Isn't the pressure the deciding factor? Not the atomic structure of the gas under pressure? Like, how could Argon do the job any different than Nitrogen?

Reading the article about it http://www.thedrive.com/accelerator/20389/nascar-mandates-nitrogen-powered-pit-guns it seems that most of the issue is really about the high tech guns that the best funded teams have been using, which get the job done faster... and Nascar decided that had to stop, now they all get the same impact guns, which may not be working if the last guys to use them, from whatever team had them issued, dropped them a lot.

Figure, if they damage an impact gun, it most likely will mean their competition has to deal with a broken impact, not them.

David Ragan, of the smaller Front Row Motorsports, believes the pit gun mandate has enabled his team to better compete with the higher-funded teams like Joe Gibbs Racing.
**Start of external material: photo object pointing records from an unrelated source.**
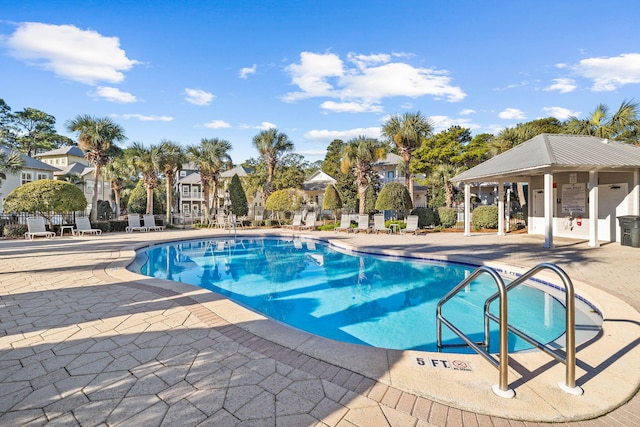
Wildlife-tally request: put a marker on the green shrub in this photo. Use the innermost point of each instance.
(448, 217)
(427, 217)
(401, 224)
(485, 217)
(118, 225)
(394, 197)
(14, 231)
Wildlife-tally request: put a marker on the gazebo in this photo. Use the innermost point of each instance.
(578, 185)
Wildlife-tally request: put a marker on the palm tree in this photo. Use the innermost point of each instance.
(117, 171)
(407, 132)
(96, 137)
(358, 157)
(271, 144)
(146, 160)
(623, 125)
(172, 157)
(441, 175)
(209, 158)
(10, 162)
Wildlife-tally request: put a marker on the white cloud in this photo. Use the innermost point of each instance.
(69, 52)
(198, 96)
(351, 107)
(373, 78)
(562, 85)
(261, 126)
(144, 118)
(512, 113)
(217, 124)
(311, 75)
(247, 71)
(560, 113)
(345, 135)
(115, 95)
(608, 74)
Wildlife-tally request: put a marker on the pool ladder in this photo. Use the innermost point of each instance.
(502, 364)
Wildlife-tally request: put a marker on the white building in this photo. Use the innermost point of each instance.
(33, 170)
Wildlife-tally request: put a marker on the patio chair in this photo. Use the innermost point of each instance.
(221, 221)
(412, 225)
(297, 222)
(363, 224)
(36, 228)
(345, 223)
(378, 224)
(134, 224)
(150, 223)
(83, 226)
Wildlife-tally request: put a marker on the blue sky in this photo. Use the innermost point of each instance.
(315, 70)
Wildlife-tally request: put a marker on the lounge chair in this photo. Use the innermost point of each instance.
(345, 223)
(378, 224)
(297, 222)
(412, 225)
(36, 228)
(83, 226)
(363, 224)
(150, 223)
(309, 222)
(134, 224)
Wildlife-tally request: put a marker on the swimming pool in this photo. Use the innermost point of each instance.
(367, 299)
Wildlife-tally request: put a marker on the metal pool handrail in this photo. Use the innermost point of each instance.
(502, 389)
(570, 360)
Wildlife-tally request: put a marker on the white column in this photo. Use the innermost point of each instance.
(548, 210)
(467, 209)
(636, 192)
(500, 208)
(593, 209)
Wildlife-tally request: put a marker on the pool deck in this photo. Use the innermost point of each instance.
(85, 342)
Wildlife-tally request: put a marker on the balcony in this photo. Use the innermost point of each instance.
(192, 195)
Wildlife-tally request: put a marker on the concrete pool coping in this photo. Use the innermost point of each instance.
(607, 366)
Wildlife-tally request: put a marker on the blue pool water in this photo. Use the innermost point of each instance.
(358, 298)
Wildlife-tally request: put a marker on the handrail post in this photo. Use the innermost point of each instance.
(503, 389)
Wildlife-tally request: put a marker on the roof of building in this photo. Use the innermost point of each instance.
(191, 178)
(319, 180)
(30, 162)
(559, 151)
(69, 150)
(75, 169)
(390, 159)
(238, 170)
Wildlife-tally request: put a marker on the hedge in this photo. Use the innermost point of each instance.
(485, 217)
(448, 217)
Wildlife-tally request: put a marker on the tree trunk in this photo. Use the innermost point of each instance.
(169, 201)
(362, 192)
(150, 200)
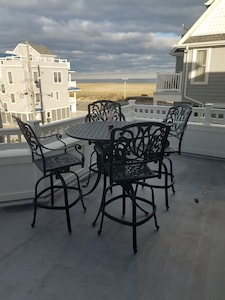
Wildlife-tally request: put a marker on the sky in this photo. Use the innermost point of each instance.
(102, 38)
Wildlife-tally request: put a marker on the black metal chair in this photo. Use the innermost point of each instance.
(101, 111)
(53, 167)
(177, 118)
(131, 151)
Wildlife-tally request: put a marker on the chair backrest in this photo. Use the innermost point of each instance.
(104, 110)
(32, 140)
(137, 144)
(177, 117)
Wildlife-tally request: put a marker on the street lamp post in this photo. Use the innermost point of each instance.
(125, 86)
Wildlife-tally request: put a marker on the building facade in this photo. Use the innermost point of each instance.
(35, 84)
(200, 62)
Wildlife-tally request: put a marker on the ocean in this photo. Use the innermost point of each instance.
(132, 80)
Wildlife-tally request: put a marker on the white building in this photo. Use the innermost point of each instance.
(35, 84)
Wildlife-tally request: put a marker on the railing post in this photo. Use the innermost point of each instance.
(35, 124)
(132, 103)
(208, 113)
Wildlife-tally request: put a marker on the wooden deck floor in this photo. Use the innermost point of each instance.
(184, 260)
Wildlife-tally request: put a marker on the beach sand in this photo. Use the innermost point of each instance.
(90, 92)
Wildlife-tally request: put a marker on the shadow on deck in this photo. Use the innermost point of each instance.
(183, 260)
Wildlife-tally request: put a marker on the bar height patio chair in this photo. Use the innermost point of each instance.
(101, 111)
(131, 150)
(177, 118)
(53, 164)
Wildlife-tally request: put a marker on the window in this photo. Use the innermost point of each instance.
(51, 95)
(57, 77)
(200, 66)
(57, 95)
(35, 77)
(12, 96)
(38, 98)
(2, 88)
(10, 77)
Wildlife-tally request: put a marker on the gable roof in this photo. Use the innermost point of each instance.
(42, 49)
(210, 27)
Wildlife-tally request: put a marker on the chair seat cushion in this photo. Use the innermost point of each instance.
(132, 172)
(58, 163)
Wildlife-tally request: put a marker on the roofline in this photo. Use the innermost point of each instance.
(174, 51)
(196, 24)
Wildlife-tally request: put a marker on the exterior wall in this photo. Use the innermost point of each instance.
(179, 63)
(55, 104)
(214, 90)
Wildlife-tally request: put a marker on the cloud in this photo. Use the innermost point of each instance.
(101, 36)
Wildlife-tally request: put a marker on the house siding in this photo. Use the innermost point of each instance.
(214, 90)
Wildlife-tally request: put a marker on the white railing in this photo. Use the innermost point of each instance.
(205, 135)
(168, 82)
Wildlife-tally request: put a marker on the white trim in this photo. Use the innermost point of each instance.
(207, 67)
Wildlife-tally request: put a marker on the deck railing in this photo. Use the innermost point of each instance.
(168, 82)
(205, 135)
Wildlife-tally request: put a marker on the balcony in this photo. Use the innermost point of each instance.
(183, 260)
(168, 87)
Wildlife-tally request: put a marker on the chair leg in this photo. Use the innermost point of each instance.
(102, 201)
(52, 190)
(67, 209)
(154, 209)
(89, 172)
(35, 201)
(134, 219)
(171, 174)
"Last year, there was no chance we could average in the top-10 or 12 in pit stops over a weekend, because our equipment was inferior compared to the Joe Gibbs Racing teams, maybe the Penske teams and Hendrick Motorsports teams, because they had special components, parts, and pieces in their air guns and maybe even jacks that allowed them to do it faster and more efficiently,” Ragan said in an interview with SiriusXM NASCAR Radio.